数量を厳格に制限したい商品や短時間に大量に売れる商品について、LOGILESSは在庫連携を行わないよう案内しています。こうした条件では、販売先を一つに絞る、物理在庫の範囲で販路別に割り当てるなど、共有方式そのものを見直します。実行可否と停止・再開方法は利用する各システムで確かめます。
予備在庫を引く設定もありますが、何個引けば絶対に防げるという共通値はありません。共有する数量、注文の集中、更新までの時間で変わります。予備を大きくした結果、売れる物まで表示0になっていないかも確認します。
STEP 05
数が合わないときは、送信履歴と販売先を照合する
LOGILESS公式FAQは、商品対応表、自動連携の有効状態、送信履歴、予備在庫・割当率・上下限などの設定を確認先として挙げています。

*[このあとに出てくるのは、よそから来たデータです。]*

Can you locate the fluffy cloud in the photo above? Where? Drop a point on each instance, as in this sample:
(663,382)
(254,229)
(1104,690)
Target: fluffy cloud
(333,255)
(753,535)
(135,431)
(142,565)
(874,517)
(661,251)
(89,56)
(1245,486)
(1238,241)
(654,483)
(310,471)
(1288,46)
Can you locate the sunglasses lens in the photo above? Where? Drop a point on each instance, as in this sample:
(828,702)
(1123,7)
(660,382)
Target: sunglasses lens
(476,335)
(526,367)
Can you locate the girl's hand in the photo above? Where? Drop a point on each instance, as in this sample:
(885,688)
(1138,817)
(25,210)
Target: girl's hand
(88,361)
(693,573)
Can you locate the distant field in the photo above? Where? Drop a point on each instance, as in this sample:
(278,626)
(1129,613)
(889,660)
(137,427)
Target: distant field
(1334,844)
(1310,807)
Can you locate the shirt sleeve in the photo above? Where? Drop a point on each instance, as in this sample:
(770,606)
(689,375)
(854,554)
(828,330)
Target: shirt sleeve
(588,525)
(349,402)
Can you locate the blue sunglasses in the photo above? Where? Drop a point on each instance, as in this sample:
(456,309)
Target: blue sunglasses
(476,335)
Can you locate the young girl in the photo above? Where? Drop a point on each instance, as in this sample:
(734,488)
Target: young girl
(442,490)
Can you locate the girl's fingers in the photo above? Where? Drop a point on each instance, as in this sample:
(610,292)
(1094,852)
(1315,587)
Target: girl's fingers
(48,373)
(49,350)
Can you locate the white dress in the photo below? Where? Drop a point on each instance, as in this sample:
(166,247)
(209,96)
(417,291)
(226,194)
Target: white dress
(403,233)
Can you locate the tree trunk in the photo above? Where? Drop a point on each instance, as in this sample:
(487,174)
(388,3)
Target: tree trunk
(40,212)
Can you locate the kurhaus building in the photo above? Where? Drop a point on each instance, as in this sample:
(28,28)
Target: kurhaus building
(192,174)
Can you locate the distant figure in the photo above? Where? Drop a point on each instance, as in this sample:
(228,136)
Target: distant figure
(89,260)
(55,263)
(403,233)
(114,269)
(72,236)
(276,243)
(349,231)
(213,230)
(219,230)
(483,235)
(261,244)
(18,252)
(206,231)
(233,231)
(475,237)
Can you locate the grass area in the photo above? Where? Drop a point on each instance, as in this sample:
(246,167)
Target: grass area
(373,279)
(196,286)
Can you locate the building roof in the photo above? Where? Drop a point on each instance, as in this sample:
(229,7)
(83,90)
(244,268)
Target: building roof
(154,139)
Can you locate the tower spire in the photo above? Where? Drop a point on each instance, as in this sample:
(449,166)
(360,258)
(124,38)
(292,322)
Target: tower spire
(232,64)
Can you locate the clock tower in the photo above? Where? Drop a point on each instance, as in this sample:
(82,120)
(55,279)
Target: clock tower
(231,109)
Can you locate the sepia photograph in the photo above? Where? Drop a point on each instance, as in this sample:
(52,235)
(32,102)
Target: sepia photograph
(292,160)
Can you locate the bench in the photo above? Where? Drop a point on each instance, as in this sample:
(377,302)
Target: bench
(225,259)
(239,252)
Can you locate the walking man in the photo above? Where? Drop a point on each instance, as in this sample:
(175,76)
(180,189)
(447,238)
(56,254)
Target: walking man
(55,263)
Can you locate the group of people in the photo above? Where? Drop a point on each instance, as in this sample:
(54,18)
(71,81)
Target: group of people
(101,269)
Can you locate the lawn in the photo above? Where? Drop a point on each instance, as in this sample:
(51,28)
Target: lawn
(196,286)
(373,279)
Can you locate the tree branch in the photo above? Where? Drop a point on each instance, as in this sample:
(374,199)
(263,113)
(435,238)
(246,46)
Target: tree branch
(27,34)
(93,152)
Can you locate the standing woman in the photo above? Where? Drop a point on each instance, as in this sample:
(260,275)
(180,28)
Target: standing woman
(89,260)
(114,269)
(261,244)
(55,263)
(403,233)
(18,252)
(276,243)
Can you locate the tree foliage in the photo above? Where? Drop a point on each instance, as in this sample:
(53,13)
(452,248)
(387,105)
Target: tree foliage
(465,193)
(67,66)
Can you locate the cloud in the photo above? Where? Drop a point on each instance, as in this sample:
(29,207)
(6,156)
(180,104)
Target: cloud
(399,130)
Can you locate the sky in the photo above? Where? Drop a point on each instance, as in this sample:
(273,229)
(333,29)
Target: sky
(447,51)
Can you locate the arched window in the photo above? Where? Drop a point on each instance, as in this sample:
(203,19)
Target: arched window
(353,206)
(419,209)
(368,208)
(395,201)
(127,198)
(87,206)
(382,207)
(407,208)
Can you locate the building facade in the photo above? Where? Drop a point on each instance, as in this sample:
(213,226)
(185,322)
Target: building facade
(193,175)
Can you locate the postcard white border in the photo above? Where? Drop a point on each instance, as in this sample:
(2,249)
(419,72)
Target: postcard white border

基準のフリー在庫と販売先の表示が違っても、意図した配分の結果という場合があります。数字が違うだけで障害と決めつけません。
販売先で直接数を変えたり、商品CSVに古い在庫数を含めたりすると、次に基準側のフリー在庫が変動するまで、その数が残る場合があると説明されています。『待てば元に戻る』と一律に判断せず、どの操作が最後に数を変えたかを調べます。
送信済みの履歴があっても、正しい商品ページへ反映されたことまで確認します。商品情報の変更で対応がずれた場合などは、利用先の手順に沿って直し、必要な再送後に販売先を見ます。原因不明のまま全商品の再送や上書きを繰り返さないようにします。
STEP 06
販売を戻す前に、既存注文と表示の両方を確かめる
売り越しの恐れがある場合は、対象商品の新規受注を止めるなど、自店で可能な抑止策を先に選びます。同期だけを無効にしても、販売先に古い正の在庫が残れば売れ続ける場合があるため、購入できる状態そのものを確認します。
実物、確保済み注文、販売に使える数を照合し、不足する注文の対応は担当へ残します。そのうえで商品対応、連携設定、対象販路の表示を確かめ、影響を絞って再開します。実決済や自動出荷が動く可能性のあるテストは避け、利用先が提供する安全な確認手順を使います。
日常は、失敗の通知だけでなく、取込や送信が長く止まった商品、手動変更、商品ページの作り直しも確認のきっかけにします。同期の速さだけでなく、異常に気づき、売り続けない状態へ戻せることを運用の目標にします。